Define $L^p_0 := \{ f \in L^p : \int f = 0 \}$. I am trying to calculate the dimension of the cokernel of the inclusion operator $i:L^p_0 \to L^p$. That is, I am trying to calculate $$\dim ( L^p / L^p_0 )$$
If $p=2$, I would have a Hilbert space and I would say that $$ L^2_0 = \{ f \in L^2 : \langle f,c\rangle =0\}, $$ that is, $L^2_0$ is the orthogonal complement of the subspace of constant functions. As this subspace has dimension 1, I guess there is some simple argument to conclude that the cokernel of its orthogonal space is also 1 (Is this because of the projection theorem? How can I do this rigorously?)
For the general case, I don't know how to proceed to do the same thing rigorously for a Banach space. I think this is pretty straightforward but I've forgotten most of functional analysis stuff and I'd like to re-learn these things. Thanks in advance.
Bonus question: Is it true that the dual space $(L^p_0)^* = L^{p'} / \mathbb{R}$ ? Is the inclusion $i:L^p_0 \to L^p$ the adjoint operator of the projection $pr: L^{p'} \to L^{p'} / \mathbb{R}$ ?

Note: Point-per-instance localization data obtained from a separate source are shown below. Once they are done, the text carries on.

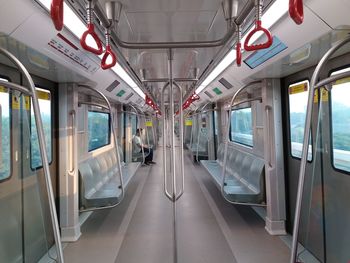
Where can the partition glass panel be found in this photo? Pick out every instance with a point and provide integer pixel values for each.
(25, 231)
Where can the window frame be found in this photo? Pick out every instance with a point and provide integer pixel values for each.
(289, 126)
(230, 129)
(331, 122)
(52, 132)
(109, 130)
(11, 134)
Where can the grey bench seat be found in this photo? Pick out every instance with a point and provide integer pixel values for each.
(99, 180)
(244, 180)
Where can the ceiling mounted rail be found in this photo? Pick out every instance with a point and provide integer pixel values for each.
(167, 79)
(99, 11)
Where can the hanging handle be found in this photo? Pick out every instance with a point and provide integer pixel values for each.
(56, 13)
(296, 11)
(258, 28)
(108, 52)
(239, 46)
(91, 31)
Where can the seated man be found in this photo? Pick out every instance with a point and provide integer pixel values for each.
(137, 142)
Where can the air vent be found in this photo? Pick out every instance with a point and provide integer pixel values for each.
(129, 96)
(113, 85)
(121, 93)
(208, 94)
(217, 91)
(225, 83)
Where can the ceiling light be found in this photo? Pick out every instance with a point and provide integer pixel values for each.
(269, 18)
(77, 27)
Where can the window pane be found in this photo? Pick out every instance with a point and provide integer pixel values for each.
(298, 96)
(241, 126)
(98, 129)
(341, 124)
(44, 98)
(5, 150)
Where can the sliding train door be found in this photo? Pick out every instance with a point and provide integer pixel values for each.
(25, 227)
(295, 89)
(334, 145)
(325, 210)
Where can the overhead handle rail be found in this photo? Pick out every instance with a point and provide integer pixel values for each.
(30, 90)
(56, 12)
(314, 84)
(258, 28)
(91, 31)
(115, 140)
(226, 140)
(296, 11)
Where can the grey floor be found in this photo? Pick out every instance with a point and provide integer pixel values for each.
(208, 229)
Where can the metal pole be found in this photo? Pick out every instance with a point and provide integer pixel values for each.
(181, 143)
(164, 142)
(43, 153)
(304, 152)
(171, 45)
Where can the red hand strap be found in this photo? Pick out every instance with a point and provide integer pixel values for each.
(56, 13)
(238, 54)
(296, 11)
(258, 28)
(109, 52)
(91, 31)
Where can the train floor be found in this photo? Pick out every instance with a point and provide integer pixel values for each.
(209, 229)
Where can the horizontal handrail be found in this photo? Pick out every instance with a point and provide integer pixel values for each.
(89, 103)
(15, 86)
(176, 45)
(332, 79)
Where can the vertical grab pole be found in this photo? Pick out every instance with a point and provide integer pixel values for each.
(304, 152)
(164, 143)
(72, 150)
(200, 128)
(43, 153)
(181, 143)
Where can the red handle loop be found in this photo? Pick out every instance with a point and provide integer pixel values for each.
(296, 11)
(56, 13)
(238, 54)
(91, 31)
(109, 52)
(258, 28)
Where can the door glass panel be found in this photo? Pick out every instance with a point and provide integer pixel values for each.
(340, 109)
(298, 96)
(5, 156)
(44, 98)
(241, 126)
(98, 129)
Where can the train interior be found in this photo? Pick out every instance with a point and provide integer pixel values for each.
(174, 131)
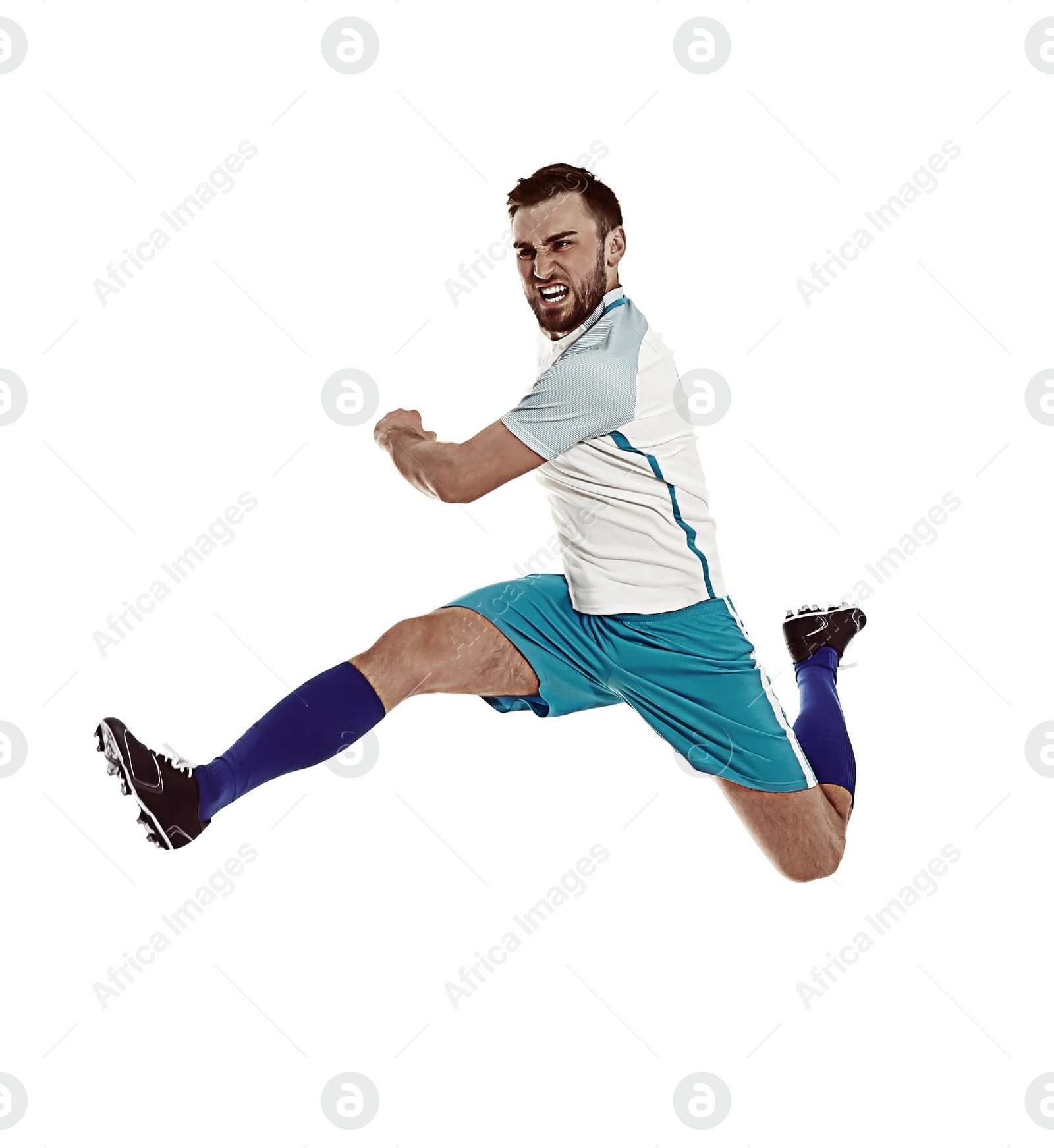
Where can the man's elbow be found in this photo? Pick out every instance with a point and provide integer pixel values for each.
(456, 493)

Generally, if $T:X\to Y$ is a surjective linear map, then $X/\ker T$ is isomorphic to $Y$. Applied to your case, $X=L^p$, $Y=\mathbb{R}$, $T=\int f$, this yields $L^p/L^p_0 $ being isomorphic to $\mathbb{R}$. (Or $\mathbb{C}$ if you use complex scalars)
Bonus content:
If $M$ is a closed subspace of Banach space $X$, the inclusion $i:M\to X$ has adjoint $i^*:X^*\to M^*$, which is simply the restriction of linear functionals on $X$ to $M$. This adjoint is surjective by the Hahn–Banach theorem. Its kernel is $M^\perp\subset X^*$, the space of functionals vanishing on $M$. It follows that $M^* $ is (isometrically) isomorphic to $X^*/M^\perp$.
Similarly (and more relevant to your question), the projection map $\pi : X\to X/M$ has adjoint $\pi^*:(X/M)^*\to X^*$ which acts by $\pi^*(f)(x) = f(x+M)$. The range of $\pi$ is precisely $M^\perp$. Indeed, it's clear that $\pi^*(f)$ vanishes on $M$; and conversely, every element $f\in M^\perp$ naturally defines a linear functional on the coset space $X/M$. Lastly, $\pi^*$ is an isometry, which one can see using the definition of the quotient norm on $X/M$.
In your example, $M=L_0^p$, and $M^\perp = \{f\in L^{p'} : f\equiv \operatorname{const}\}$. So, $(X/M)^*$ is isomorphic to the space of constant functions in $L^{p'}$, which is isomorphic to $\mathbb{R}$.
Suggested reading: Conway, A first course in functional analysis, the chapter on Banach spaces.